Показал, что тщеславие, это социальное тление, пронизало русское общество сверху донизу. Обнажая кишение самолюбий, Толстой справедливо считал извергами не только завоевателей, но и маленьких наполеонов, готовых затеять сражение, лишь бы получить звездочку или прибавку к жалованью. С ужасом замечал это искушение – к чинам, крестам – и у себя, спешил задавить глупое тщеславие. В этом смысле

“Севастопольские рассказы” были, возможно, первой попыткой вскрыть причины поражения России в Крымской войне. Показать их изнутри. Чуя свою недюжинную силу, окорачивал себя: “Может, не надо говорить этого? Может быть, то, что я сказал, принадлежит к одной из тех злых мыслей, которые, бессознательно таясь в душе каждого, не должны быть высказываемы?” Но не мог на этом не остановиться: должен был рассмотреть победную кампанию. В этом смысле “Война и мир” выглядит как некие анти-”Севастопольские рассказы”: показано, что в двенадцатом году французов остановило как раз единение русского общества. Вот она, истина, думал Павлинов. Та, что мы забыли сегодня. Никогда у нас ничего не получится, пока не добьемся единства. Не единства под общим свивальником, а единения свободных, мыслящих личностей. У него начинало свербить в груди, щекотать душу: хотелось поскорей домой, за стол, к книгам, которые помогли бы отшлифовать добытое. Оперить, заострить мысль. Как говорят северяне

– попасть в чик, в кон, в точку: было, может, как раз тем, ради чего корячился все эти годы в институте. Скорбел, изгалялся над собой.

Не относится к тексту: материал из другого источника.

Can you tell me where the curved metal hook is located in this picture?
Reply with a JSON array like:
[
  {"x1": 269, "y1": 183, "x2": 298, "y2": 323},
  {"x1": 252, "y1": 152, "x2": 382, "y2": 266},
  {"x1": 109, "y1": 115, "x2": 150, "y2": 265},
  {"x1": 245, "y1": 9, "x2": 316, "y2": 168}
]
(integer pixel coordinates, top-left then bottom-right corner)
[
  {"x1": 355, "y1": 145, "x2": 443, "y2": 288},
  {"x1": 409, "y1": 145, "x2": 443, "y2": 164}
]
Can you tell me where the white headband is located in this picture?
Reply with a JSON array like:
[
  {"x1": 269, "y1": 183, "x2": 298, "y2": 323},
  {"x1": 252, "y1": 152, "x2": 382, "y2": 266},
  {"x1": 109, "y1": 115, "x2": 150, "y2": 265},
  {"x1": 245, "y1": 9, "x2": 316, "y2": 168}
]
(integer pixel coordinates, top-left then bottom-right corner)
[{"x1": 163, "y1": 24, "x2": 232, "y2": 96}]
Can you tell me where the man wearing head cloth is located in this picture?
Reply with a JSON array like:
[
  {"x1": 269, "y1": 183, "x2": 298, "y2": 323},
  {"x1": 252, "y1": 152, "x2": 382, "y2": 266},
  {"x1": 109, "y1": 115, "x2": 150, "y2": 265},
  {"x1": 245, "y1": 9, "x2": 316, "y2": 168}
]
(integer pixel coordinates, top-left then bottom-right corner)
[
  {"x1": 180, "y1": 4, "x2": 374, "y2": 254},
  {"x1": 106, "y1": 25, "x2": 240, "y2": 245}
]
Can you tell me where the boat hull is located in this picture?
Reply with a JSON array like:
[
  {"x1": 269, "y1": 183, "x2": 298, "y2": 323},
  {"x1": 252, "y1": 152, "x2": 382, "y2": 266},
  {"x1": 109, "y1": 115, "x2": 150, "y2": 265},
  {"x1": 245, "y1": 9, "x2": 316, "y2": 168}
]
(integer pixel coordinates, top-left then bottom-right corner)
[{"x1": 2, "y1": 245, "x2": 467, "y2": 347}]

Было, правда, непонятно, как он раньше не просек этого, тупой, старый талагай! “Какую глупость сморозила!” – вспомнил вдруг последние Евкины слова. И про портрет, конечно, врала. Вдруг представил: стоит посреди поля. Один. Ни поезда, ни тьмы. Освещен бледно-синим светом, как луной. Но ее тоже нет. Откуда сияние – не понять. Может, от риз, в которые одет? Длинно, с продолом стекали с плеч. Руки покорно сложены под животом. “Ну и что ж, что старик? – возразил вдруг Вовчику. – Зато никому не разрешал топтать себя, безнаказничать. И тебе не позволил”. Конечно, драка никого не украсила, наверное, недостойна его положения и трибы, но разве это не значит, что он еще не окоростовел? Все в нем клокочет, требует выхода. “Разве можно постареть насильно?” – задал неожиданно вопрос.

Представил – дочь идет через двор. Сутулится, на ходу открывает сумочку, ищет кодовый ключ от входной двери. С тихим звоном отмыкает

– ее грубо вталкивают в подъезд. Сопротивляется, кричит, но три мужика, усатые, в черных кожаных куртках, раздирают ей ноги

(мелькают черные, в разводах колготы), зажимают рот: не может ни дышать, ни подать голос. И некому придти на помощь. “И ты, сволочь, исчез неизвестно куда”, – сказали из-за спины. Плакал, чувствуя, как слезы текут по щекам, подбородку. Сердце останавливалось, и нечем было дышать.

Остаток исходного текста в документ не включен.